In what one hopes might be the beginning of an invasion, the month of August brought the city of Murmansk its first tourist arriving in an electric car. The mysterious driver then charged up at the Park Inn Hotel on a charger that Bellona gifted the city earlier summer.
In what one hopes might be the beginning of an invasion, the month of August brought the city of Murmansk its first tourist arriving in an electric car. The mysterious driver then charged up at the Park Inn Hotel on a charger that Bellona gifted the city earlier summer.
The charge station – which is Russia’s northern-most e-car plug in – was a donation from Bellona to Murmansk’s Park Inn Hotel, and for the first two years it’s there, electric car drivers can charge their cars for free.
Of course, the whole project is designed to popularize ecologically clean technology and to reduce emissions from cars with internal combustion engines. No one, however, would buy an electric car at the prices they fetch if they didn’t have anywhere to charge it.
So Bellona’s e-car charger, which marks Russia’s year of the Environment, is geared toward a time when electric cars in Murmansk become more popular than they are now, which they admittedly aren’t yet. Local traffic authorities report only one electric car is registered within the city limits.
For the time being, the charger has added charm for the occasional foreign tourist who wants to motor into Russia’s Arctic capital on lightning – but no one expected any of those just yet.
Imagine, then, the local shock just two months after the charge station opened when one such tourist showed up all the way from Austria.
Unfortunately Bellona wasn’t able to interview the driver, who charged his car at the Park Inn, hung around for a weekend, and then was gone just as quickly. It can be assumed he drove into Russia via Scandinavia, which is replete with charge stations of its own, and he likely disappeared down that route as well.
“One usual morning, a guest showed up at reception and asked for the key for the charge station for his electric car, “ Marina, who works at the Park Inn, told Bellona. “All hotel personal know about the charger. We followed its installation and we are proud our hotel can offer such a service. But, honestly, at that moment, we were caught off guard.”

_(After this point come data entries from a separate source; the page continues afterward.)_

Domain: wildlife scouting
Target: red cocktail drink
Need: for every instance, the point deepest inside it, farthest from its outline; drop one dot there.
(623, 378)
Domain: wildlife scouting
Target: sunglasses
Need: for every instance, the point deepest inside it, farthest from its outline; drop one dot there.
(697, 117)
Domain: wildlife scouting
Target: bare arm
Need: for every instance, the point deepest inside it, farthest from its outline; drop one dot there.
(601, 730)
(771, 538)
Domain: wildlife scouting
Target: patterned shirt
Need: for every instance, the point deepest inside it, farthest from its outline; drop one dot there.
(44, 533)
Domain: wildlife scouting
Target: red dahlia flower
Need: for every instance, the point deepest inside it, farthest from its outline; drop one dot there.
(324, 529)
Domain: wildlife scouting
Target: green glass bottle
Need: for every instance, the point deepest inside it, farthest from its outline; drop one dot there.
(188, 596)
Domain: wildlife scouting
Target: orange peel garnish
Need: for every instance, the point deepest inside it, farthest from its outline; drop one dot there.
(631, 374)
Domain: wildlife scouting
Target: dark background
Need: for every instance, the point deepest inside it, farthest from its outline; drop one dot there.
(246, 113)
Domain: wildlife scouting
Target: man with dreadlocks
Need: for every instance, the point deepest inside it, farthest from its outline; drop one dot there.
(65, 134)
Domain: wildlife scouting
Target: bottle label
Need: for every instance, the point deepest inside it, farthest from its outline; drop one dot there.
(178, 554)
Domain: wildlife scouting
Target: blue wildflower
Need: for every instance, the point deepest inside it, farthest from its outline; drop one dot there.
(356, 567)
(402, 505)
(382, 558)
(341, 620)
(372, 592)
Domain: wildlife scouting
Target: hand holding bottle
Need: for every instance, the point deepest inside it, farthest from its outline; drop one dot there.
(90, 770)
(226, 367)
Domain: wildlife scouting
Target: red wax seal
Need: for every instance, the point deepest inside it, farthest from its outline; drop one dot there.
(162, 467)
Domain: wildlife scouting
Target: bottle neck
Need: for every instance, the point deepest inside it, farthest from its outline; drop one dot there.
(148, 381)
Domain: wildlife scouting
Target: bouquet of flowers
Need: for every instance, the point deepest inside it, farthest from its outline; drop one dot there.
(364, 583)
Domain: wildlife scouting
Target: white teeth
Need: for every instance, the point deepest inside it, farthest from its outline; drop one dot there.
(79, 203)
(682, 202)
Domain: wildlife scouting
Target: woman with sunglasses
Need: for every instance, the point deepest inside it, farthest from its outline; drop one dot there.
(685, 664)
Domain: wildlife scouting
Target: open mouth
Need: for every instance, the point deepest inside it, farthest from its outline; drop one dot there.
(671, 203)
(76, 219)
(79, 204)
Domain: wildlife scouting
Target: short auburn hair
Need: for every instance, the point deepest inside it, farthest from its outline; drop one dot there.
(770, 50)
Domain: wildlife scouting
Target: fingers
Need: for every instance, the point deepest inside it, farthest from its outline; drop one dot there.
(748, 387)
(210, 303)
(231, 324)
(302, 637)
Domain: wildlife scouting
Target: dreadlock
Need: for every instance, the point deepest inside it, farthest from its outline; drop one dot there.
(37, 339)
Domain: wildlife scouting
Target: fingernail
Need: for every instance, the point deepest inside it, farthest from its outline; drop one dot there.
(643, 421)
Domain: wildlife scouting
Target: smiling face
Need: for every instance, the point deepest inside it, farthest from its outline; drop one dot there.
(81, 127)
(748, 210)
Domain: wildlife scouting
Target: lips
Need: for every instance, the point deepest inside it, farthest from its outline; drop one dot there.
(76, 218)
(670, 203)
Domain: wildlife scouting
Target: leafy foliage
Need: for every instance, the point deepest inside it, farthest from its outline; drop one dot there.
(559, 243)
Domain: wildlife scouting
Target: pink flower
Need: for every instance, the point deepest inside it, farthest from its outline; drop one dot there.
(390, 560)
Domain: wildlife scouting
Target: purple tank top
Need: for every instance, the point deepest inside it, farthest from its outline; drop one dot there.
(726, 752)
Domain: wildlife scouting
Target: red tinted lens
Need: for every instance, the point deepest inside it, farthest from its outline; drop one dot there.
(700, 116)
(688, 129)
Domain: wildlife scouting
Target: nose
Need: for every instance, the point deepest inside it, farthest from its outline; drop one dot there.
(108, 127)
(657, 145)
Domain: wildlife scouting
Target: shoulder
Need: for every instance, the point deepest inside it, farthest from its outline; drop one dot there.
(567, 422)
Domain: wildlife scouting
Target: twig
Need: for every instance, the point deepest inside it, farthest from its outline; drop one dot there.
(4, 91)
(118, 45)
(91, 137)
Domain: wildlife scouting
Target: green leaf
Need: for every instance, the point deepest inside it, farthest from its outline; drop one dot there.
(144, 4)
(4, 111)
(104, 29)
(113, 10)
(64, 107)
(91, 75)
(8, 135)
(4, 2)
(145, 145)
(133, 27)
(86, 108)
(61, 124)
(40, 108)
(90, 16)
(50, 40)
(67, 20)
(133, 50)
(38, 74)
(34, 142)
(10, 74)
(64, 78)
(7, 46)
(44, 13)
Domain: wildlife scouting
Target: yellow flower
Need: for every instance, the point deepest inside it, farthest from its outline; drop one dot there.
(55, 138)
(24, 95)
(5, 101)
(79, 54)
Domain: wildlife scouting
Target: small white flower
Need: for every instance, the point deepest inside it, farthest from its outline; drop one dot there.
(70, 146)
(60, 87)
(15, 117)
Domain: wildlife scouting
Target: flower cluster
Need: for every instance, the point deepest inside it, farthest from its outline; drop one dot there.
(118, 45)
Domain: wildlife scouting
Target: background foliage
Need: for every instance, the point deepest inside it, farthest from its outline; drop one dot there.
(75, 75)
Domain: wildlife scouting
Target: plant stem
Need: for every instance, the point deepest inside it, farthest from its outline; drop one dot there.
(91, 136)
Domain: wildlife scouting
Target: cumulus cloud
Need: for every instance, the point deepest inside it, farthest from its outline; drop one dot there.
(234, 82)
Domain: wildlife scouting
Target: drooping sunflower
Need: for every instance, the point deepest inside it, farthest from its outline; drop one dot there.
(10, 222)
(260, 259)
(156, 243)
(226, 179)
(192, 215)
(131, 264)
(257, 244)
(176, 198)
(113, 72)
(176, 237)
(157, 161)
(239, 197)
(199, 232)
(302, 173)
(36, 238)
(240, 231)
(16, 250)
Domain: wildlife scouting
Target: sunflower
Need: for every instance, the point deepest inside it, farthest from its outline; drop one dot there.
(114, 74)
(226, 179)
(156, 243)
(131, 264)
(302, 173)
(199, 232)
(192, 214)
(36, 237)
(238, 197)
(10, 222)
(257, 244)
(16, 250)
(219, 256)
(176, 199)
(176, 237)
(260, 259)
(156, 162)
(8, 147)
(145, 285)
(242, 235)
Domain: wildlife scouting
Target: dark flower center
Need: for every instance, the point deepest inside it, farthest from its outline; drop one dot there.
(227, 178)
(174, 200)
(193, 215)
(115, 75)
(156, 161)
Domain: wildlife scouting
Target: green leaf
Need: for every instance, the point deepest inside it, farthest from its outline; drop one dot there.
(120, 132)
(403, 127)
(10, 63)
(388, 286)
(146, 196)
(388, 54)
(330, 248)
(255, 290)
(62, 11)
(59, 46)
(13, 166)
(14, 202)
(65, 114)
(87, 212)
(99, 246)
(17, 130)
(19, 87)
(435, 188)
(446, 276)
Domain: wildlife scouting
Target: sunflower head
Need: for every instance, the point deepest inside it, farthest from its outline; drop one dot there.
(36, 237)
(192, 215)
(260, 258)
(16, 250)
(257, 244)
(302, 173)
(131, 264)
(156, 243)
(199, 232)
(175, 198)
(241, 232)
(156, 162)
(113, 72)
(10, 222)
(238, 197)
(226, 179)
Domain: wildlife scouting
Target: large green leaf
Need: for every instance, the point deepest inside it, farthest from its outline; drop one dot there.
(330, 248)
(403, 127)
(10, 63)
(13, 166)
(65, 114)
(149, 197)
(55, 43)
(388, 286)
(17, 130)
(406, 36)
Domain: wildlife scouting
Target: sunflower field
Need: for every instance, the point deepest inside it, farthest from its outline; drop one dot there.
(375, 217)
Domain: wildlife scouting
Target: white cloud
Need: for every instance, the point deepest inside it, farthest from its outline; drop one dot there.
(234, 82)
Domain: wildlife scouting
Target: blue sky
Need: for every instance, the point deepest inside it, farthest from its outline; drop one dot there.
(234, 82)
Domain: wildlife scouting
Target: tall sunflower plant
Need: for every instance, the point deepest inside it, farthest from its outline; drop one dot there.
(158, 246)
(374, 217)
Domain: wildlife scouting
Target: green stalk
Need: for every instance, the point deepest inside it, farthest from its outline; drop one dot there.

Bellona's former General Director Nils Bøhmer, far left, plugs in the Park Inn's new e-car charger.
Credit: Lev Fedorov
The problem, Marina said, was that no one knew where the key to the charger was. That was a question for the hotel’s chief engineer, who was at the moment on vacation, and he hadn’t left any instructions – after all, no one really expected that charger would get much use so soon.
So Marina called upstairs.
“It was really unexpected,” said Andrei Milokhin, the hotel’s deputy general director. “We were sure someone would need the charge station, but we didn’t think it would happen right away this summer – but there wasn’t any time to be surprised or happy, I had to solve the problem.”
He said his team pulled together and got the job done.
A Tesla Model X on Bellona's charger in Murmansk.
Credit: Courtesy of Park Inn by Radisson
“The driver didn’t even have time to drink the coffee we offered him and we did it,” said Milokhin. “We gave him the key, and thanks to clear instructions provided by Bellona, there weren’t any problems with plugging the car in.”
Milokhin said the driver stayed for a weekend and charged his car a few times over a number of road trips around the city.
“I can now confidently say that even when the manager and the chief engineer aren’t around, all personnel at the hotel know what to do if someone wants to use the charge station,” Milokhin said.
He added that he was especially proud that his hotel was able to add the first bit of infrastructure critical to meet the European electric car craze.
Granted, the craze has yet to hit Murmansk – or indeed Russia – full force. The city boasts a single Tesla Model X, which is one electric car among the 920 registered throughout Russia as a whole.
According to government statistics, those e-cars represent a few popular models. Three hundred and forty-seven of them are Nissan Leafs. Those are followed by 263 Mitsubishi i-MiEVs, and 177 of the Tesla Model S.
Russia’s own native electric car, the LADA Ellada, makes a strong showing at 93 registered models. The Renault Twizy, Tesla Model X and BMW i3 are less popular, at less than 20 registered models each.
Not surprisingly, 281 of Russia’s electric cars are registered in Moscow, which over the past few years has worked to expand its e-car charging capabilities. Following Moscow is Russia’s Far East Primorye region, with 136 electric cars, and in third place is the Moscow Region with another 58.
Then comes the Samara Region, with 51, followed again in the Far East by the Khabarovsk Region’s 50. The liberal bastion of St Petersburg boasts only 45. But that’s more than are in Stavropol and Tatarstan, which have 23 and 14 respectively. The remaining 45 are registered in the Krasnodar Region.
To boost these numbers, Russia needs to pursue not only benefits and tax rebates for buyers of electric cars, but enhanced charging infrastructure as well.
A 2016 government decree says that all Russian gas stations are now supposed to include at least one charge station for electric cars and hybrids, but that is hardly being taken seriously. Nonetheless, e-car chargers are slowly proliferating in Russia’s biggest cities – and, of course, the Park Inn Hotel in Murmansk is plugged in as well.